One 12-foot-high sculpture will be installed in the roundabout of South Wells and Regency Way. Atop a sandstone base, what appear to be two flames shoot above and below a globe in the sculpture’s center. Victor says this represents community, one of three themes—community, independence and diversity—Wells Avenue merchants and residents chose to represent their area.

“I wanted to mimic the shapes that were already in the landscape,” says Victor. “The circle of the roundabout and the flow of traffic or energy going around it. You have one form interdependent on the other form with that globe in the center. I thought that was a good representation for community because that’s what we are in a community, interdependent.”

A 10-foot sculpture will be in the landscape median at Wells and Roberts Street. This piece, also mounted on a sandstone base, shows a smaller ball at the top of a wavy slope. Victor designed it with the theme of independence in mind. “The little orb is leaving the larger orb—it’s becoming independent, leaving that trail behind it as it flies away,” he says.

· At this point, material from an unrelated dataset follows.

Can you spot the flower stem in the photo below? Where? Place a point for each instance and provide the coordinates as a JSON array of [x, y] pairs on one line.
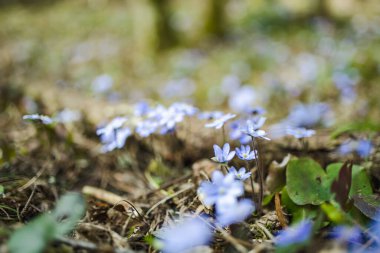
[[260, 174], [251, 179]]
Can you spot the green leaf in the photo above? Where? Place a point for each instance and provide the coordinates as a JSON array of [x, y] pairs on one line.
[[299, 213], [360, 181], [68, 211], [334, 213], [369, 205], [306, 182], [34, 236]]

“Wells is so diverse,” says Stacey Spain, public art specialist for the city of Reno. “A way to define the neighborhood visually was helped when they installed lights there (in November 2005). We hope this will help give a unifying theme to the neighborhood and kind of an identity.”

These are the first abstract sculptures the young artist has been commissioned to do. Most of his other work is more classically composed, such as the Sarah Winnemucca statue he sculpted for Nevada, which was dedicated for the National Statuary Hall in the Capitol Building Rotunda in Washington, D.C., last March.

Though from South Dakota, Victor says his family in Las Vegas (where he lived for a time) helps tie him to the state. “Now, after the Sarah Winnemucca project, Northern Nevada has become a big part of my life,” he says.

Linking the sculptures will also be 13 bike racks Victor designed with sandstone bases, several banners to wave from the light posts and 36 sandstone seats, which combine to form benches.

The City Council gave the $160,000 arts project final approval in December, and the project is expected to be completed by May 1.